The relationship between the U.S. and Israel will face new tests in the months ahead as Joe Biden assumes the presidency and Israel holds its fourth election in just a two-year span.

Among the most closely watched factors will be Iran’s nuclear program and Israel’s settlement building in the West Bank. In this interview, UCLA professor Dov Waxman, an expert on U.S.–Israel relations, looks ahead at how a new Biden administration would be likely to manage those and other issues.

Waxman is UCLA’s Rosalinde and Arthur Gilbert Foundation Professor of Israel Studies and director of the UCLA Younes & Soraya Nazarian Center for Israel Studies. His most recent book is “The Israeli–Palestinian Conflict: What Everyone Needs to Know” (Oxford University Press, 2019).

Answers have been edited slightly for brevity.
 
How different do you think U.S.
Israel relations will be under the Biden administration?

The Trump administration was unusually aligned with the Netanyahu government on a number of issues and they really had a very close and harmonious relationship over the past four years. While I think President-elect Biden is a strong supporter of Israel and will want to maintain a close and strong relationship with Israel, it’s very likely that there are going to be some differences of opinion on a few major policy issues.

So I expect there to be some tension, even conflict, down the line.
 
President-elect Biden has indicated that he wants the U.S. to rejoin the Iran nuclear deal. How do you think the Israeli government will respond?
 
I think the issue of Iran, particularly its nuclear program, is likely to be the greatest source of tension and, potentially, conflict between the Biden administration and the Israeli government — whoever leads the Israeli government.

In Israel, the 2015 nuclear deal with Iran was widely viewed in a very negative light. Prime Minister Netanyahu was perhaps the most outspoken opponent of that nuclear agreement, and he has already voiced his opposition to the United States rejoining it. In order for the United States to rejoin the agreement, Iran needs to comply with the terms of the agreement. And the Iranians have made it clear that they’re only going to do that if the United States ends the sanctions it has placed on Iran in recent years sanctions that have had a really devastating impact upon the Iranian economy.

For Israel, any kind of relaxation of sanctions — any end to U.S. sanctions in particular — is in their minds squandering leverage that the United States, and the international community, now has over Iran — leverage that the United States should be using to try to pressure Iran to enter a broader agreement, with a longer timeframe, which also deals with other aspects of Iran’s behavior, not just the nuclear program.

What are the chances that the Biden administration will reverse U.S. recognition of Jerusalem as Israel’s capital or move the U.S. embassy back to Tel Aviv?

I don’t expect the Biden administration to move the U.S. embassy back to Tel Aviv or reverse the Trump administration’s recognition of Jerusalem as Israel’s capital. There would be way too much political opposition in Washington.

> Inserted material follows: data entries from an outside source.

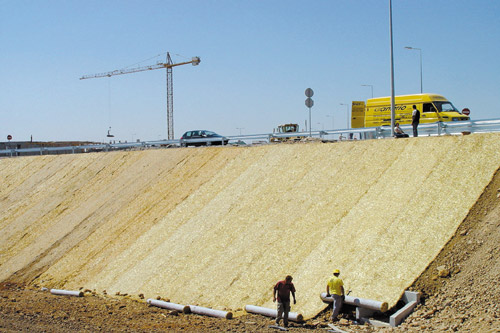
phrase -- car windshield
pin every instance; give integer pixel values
(445, 107)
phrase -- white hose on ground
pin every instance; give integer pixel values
(211, 312)
(66, 292)
(168, 305)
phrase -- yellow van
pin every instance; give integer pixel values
(377, 111)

However, the Biden administration will try to restore U.S. economic aid to the Palestinian Authority, as well as humanitarian aid to the Palestinians. And they will also try to reopen the U.S. consulate in East Jerusalem and try to reopen the PLO mission in Washington, D.C. These moves will help restore U.S. relations with the Palestinian Authority, which the latter ended in response to Trump’s recognition of Jerusalem as Israel’s capital. 

Do you expect Biden to push for a resumption of peace talks between Israel and the Palestinians?
 

I would be very surprised if the Biden administration decides, at least in the near term, to push for a resumption of peace talks between Israel and the Palestinians. I think they know as well as anyone who really pays close attention to this conflict that the prospects for peace talks to be successful are practically nil under the current circumstances, or at least with the current leadership in Jerusalem and in Ramallah.

It would really be a fool’s errand to try to revive peace talks that are doomed to fail. It would involve a lot of political capital on the part of the Biden administration, and I don’t think they want to spend that political capital on something that has such a slim chance for success.

I think the most that can be expected from the Biden administration is that they will try to maintain at least the possibility for a two-state solution to the conflict down the line. That means preventing Israel from carrying out its threat, or promise, to formally annex large parts of the West Bank which would effectively kill any prospect for a two-state solution and trying to put some kind of pressure on Israel to restrain its settlement activity in the West Bank, which many also view as undermining the prospects for a two-state solution to the conflict.